There is no health care debate. There never will be, apparently. That's the whole point of the exercise.

[UPDATE 10:40 AM] Steve Benen has more on this larger point, brought up at yesterday's White House daily presser with Robert Gibbs:
Gibbs went on to say the president and his team believe it's important to address misinformation directly. Fair enough. But I suspect Gibbs knows there's at least some truth to the reporter's argument -- every moment the president spends setting the record straight on some ridiculous conservative claim is a moment he's not spending touting the importance and benefits of health care reform.

But what does this tell us about the political process? I suspect the moral of the story is pretty straightforward: it pays to lie, blatantly and repeatedly, when launching a campaign against a policy initiative. If proponents ignore your bogus claims, they go uncontested, making it easier to persuade uninformed voters. If proponents challenge your bogus claims, the media will say they've "lost control of the message."

Either way, the incentives to tell the truth and talk to Americans like grown-ups are minimal.
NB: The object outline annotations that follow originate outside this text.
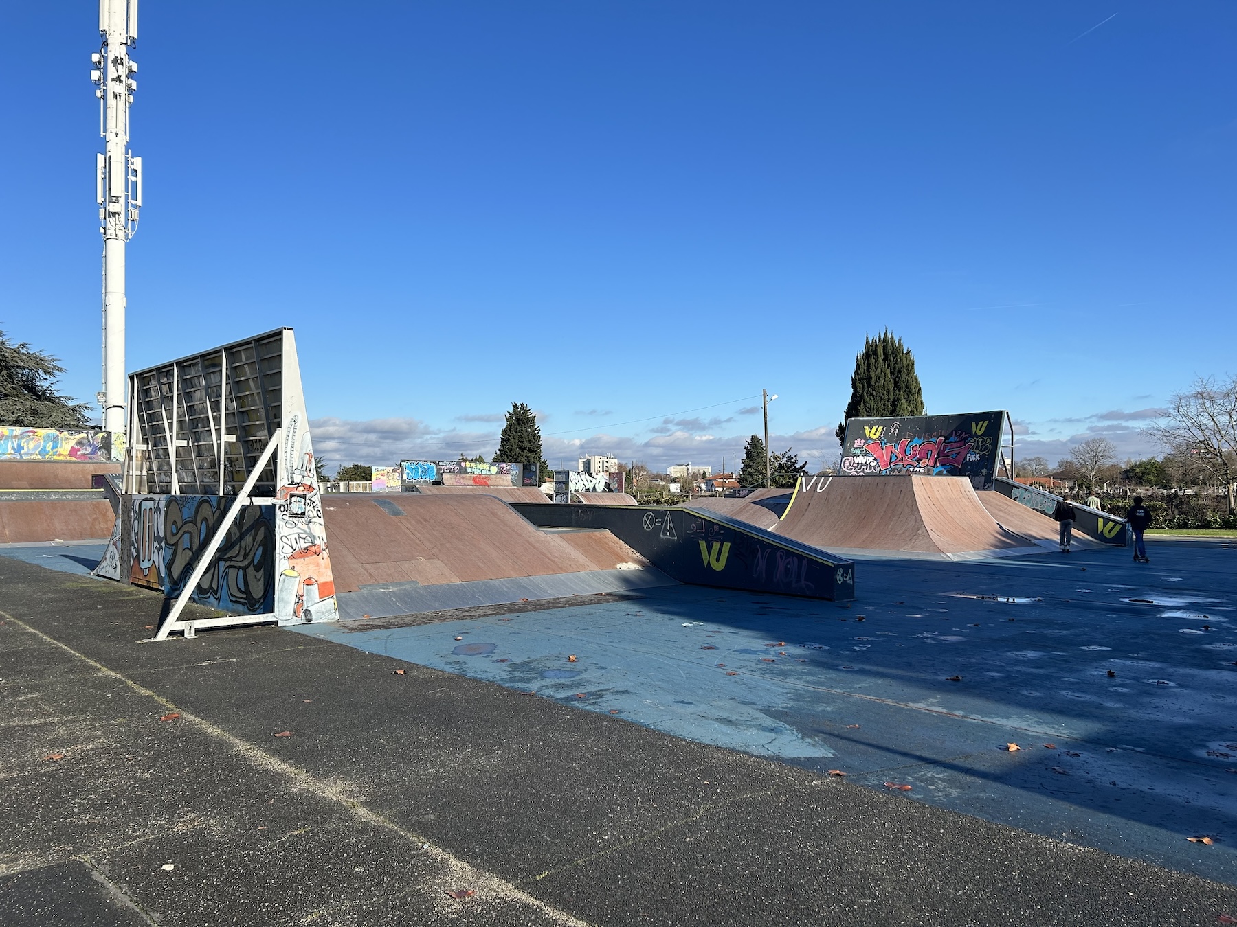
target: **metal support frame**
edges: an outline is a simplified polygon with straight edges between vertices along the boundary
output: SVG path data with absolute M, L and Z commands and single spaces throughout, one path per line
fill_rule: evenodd
M 275 434 L 271 435 L 271 440 L 267 441 L 266 449 L 262 451 L 261 456 L 257 459 L 257 464 L 249 472 L 249 478 L 245 480 L 245 485 L 241 487 L 240 493 L 233 501 L 231 507 L 228 509 L 228 514 L 224 515 L 223 522 L 215 529 L 214 536 L 207 544 L 205 548 L 198 554 L 198 562 L 193 566 L 193 572 L 189 574 L 189 578 L 186 580 L 184 587 L 181 590 L 181 595 L 176 598 L 176 604 L 172 606 L 172 611 L 167 613 L 167 618 L 160 624 L 158 630 L 155 633 L 152 640 L 166 640 L 167 635 L 172 633 L 176 627 L 177 619 L 181 617 L 181 612 L 184 611 L 184 606 L 188 604 L 193 596 L 193 590 L 197 588 L 198 581 L 202 575 L 210 566 L 210 561 L 214 559 L 215 552 L 219 550 L 220 545 L 224 543 L 224 538 L 228 535 L 228 530 L 231 528 L 233 522 L 240 514 L 241 508 L 244 508 L 250 502 L 250 493 L 254 491 L 254 485 L 257 482 L 259 476 L 262 470 L 270 462 L 271 456 L 280 446 L 280 440 L 283 436 L 283 429 L 275 429 Z M 219 625 L 238 625 L 238 624 L 263 624 L 266 622 L 277 620 L 275 614 L 255 614 L 255 616 L 228 616 L 226 618 L 203 618 L 195 622 L 186 622 L 182 625 L 184 637 L 192 638 L 194 635 L 195 628 L 209 628 Z

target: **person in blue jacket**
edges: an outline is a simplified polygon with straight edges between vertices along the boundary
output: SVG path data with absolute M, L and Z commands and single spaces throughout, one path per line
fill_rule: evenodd
M 1134 533 L 1134 562 L 1149 564 L 1147 557 L 1147 544 L 1143 543 L 1143 531 L 1150 527 L 1152 512 L 1143 504 L 1143 497 L 1136 496 L 1134 504 L 1126 510 L 1126 523 Z

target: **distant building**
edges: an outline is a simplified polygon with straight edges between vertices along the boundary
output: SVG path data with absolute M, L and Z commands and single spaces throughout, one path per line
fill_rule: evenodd
M 688 480 L 693 476 L 713 476 L 713 467 L 700 466 L 699 464 L 675 464 L 668 472 L 679 480 Z
M 607 457 L 604 454 L 594 454 L 591 457 L 580 457 L 575 467 L 581 473 L 617 473 L 618 459 Z

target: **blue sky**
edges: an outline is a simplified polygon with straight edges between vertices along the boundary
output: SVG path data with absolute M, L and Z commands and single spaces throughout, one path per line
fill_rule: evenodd
M 7 16 L 0 328 L 90 398 L 95 9 Z M 292 325 L 332 467 L 492 454 L 512 400 L 555 466 L 716 467 L 762 387 L 815 464 L 884 326 L 1050 460 L 1235 367 L 1231 2 L 141 16 L 127 366 Z

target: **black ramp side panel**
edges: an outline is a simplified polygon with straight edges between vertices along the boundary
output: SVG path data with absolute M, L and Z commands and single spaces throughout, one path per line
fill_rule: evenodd
M 1028 508 L 1043 512 L 1049 518 L 1053 517 L 1056 503 L 1061 501 L 1061 497 L 1055 493 L 1045 492 L 1033 486 L 1023 486 L 1002 476 L 992 481 L 992 488 L 1002 496 L 1008 496 L 1014 502 L 1021 502 Z M 1101 544 L 1111 544 L 1115 548 L 1126 546 L 1124 518 L 1087 508 L 1081 502 L 1074 503 L 1074 514 L 1075 531 L 1085 534 L 1087 538 L 1097 540 Z
M 717 512 L 512 503 L 541 528 L 605 528 L 679 582 L 846 602 L 855 565 Z

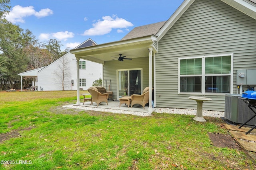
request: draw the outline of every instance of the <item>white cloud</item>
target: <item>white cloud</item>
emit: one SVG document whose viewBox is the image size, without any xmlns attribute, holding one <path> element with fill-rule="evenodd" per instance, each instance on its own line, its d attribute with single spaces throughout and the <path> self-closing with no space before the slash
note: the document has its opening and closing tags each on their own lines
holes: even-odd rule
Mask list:
<svg viewBox="0 0 256 170">
<path fill-rule="evenodd" d="M 134 25 L 132 23 L 116 16 L 103 16 L 102 19 L 93 23 L 93 27 L 85 30 L 83 35 L 102 35 L 110 33 L 113 29 L 126 28 Z"/>
<path fill-rule="evenodd" d="M 48 33 L 42 33 L 39 35 L 39 39 L 41 40 L 49 39 L 50 39 L 51 35 Z"/>
<path fill-rule="evenodd" d="M 56 33 L 52 33 L 52 37 L 57 39 L 65 41 L 68 38 L 73 38 L 74 36 L 74 33 L 66 31 L 65 32 L 61 31 Z"/>
<path fill-rule="evenodd" d="M 42 9 L 35 13 L 35 16 L 38 18 L 46 17 L 53 14 L 53 12 L 49 8 Z"/>
<path fill-rule="evenodd" d="M 123 30 L 122 30 L 122 29 L 118 29 L 116 31 L 118 33 L 123 33 L 124 31 L 123 31 Z"/>
<path fill-rule="evenodd" d="M 78 42 L 67 43 L 66 45 L 66 48 L 68 48 L 68 49 L 73 49 L 80 44 L 81 44 L 81 43 Z"/>
<path fill-rule="evenodd" d="M 25 22 L 24 18 L 29 16 L 35 16 L 38 18 L 48 16 L 53 14 L 53 12 L 49 8 L 42 9 L 37 12 L 34 9 L 34 6 L 23 7 L 19 5 L 14 6 L 9 14 L 5 17 L 8 21 L 12 23 Z"/>
<path fill-rule="evenodd" d="M 66 41 L 68 38 L 73 38 L 74 34 L 72 32 L 66 31 L 64 32 L 60 31 L 56 33 L 42 33 L 39 35 L 40 40 L 48 40 L 51 38 L 55 38 L 59 40 Z"/>
</svg>

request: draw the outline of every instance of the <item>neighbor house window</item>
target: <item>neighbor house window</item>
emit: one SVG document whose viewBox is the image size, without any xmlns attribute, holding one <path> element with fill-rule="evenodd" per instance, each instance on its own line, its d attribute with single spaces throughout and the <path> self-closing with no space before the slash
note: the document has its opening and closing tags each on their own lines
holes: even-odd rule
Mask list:
<svg viewBox="0 0 256 170">
<path fill-rule="evenodd" d="M 85 61 L 79 61 L 79 68 L 85 69 Z"/>
<path fill-rule="evenodd" d="M 79 86 L 80 87 L 82 87 L 82 86 L 86 86 L 86 80 L 85 78 L 80 78 L 80 81 L 79 81 Z"/>
<path fill-rule="evenodd" d="M 180 92 L 230 91 L 232 55 L 179 59 Z"/>
</svg>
Unfortunately, I have to agree. The Village of course is aiding and abetting this. This is exactly why I said months ago that the President had to get health care reform done before the August recess. Now the debate has devolved into poo-flinging and scare tactics.

And health care reform is dying one news cycle at a time.

4 comments:

Dr. J. Robert Asten said...

Are liberals behaving in the same manner they loathed throughout the Bush Administration, either you support all their initiatives on healthcare, or you don't want reform? I wish they'd have been so accomodating on the PATRIOT Act.

Even Eugene Robinson, no friend of conservatives by any means, takes issue with Section 1233, that mandates end-of-life counseling sessions with the elderly and mentally ill, supposedly to cut costs.

Robinson seems to acknowledge a problem with government selling hospice care to vulnerable patients and believes it sounds like a softer way of telling the elderly and mentally ill that they've become burdensome, so how would you characterize that? It's a blatant attempt to limit choices patients have in advance care planning.

Zandar said...

But hey keep changing the subject from Gingrich fully supporting Medicare reimbursement a couple months ago to telling death panel stories.

Dr. J. Robert Asten said...

No, the program that Gingrich was supporting is a private healthcare system. Section 1233 mandates end-of-life counseling every five years, under the guidance of a trained healthcare official. The insurance plans must also be backed by the Health Choices Commissioner. Perhaps Stephanopolous and Taibbi didn't read that section of the House bill. Taibbi's comparison of the two is mixing apples and oranges.

Zandar said...

How does Section 1233 mandate any such thing? Where is this mandate? Everything I have read indicates that the bill merely makes such counseling reimbursable, and will cover such counseling, should you choose to seek it, once every five years.

Once again, I fail to see how this is mandatory in any way.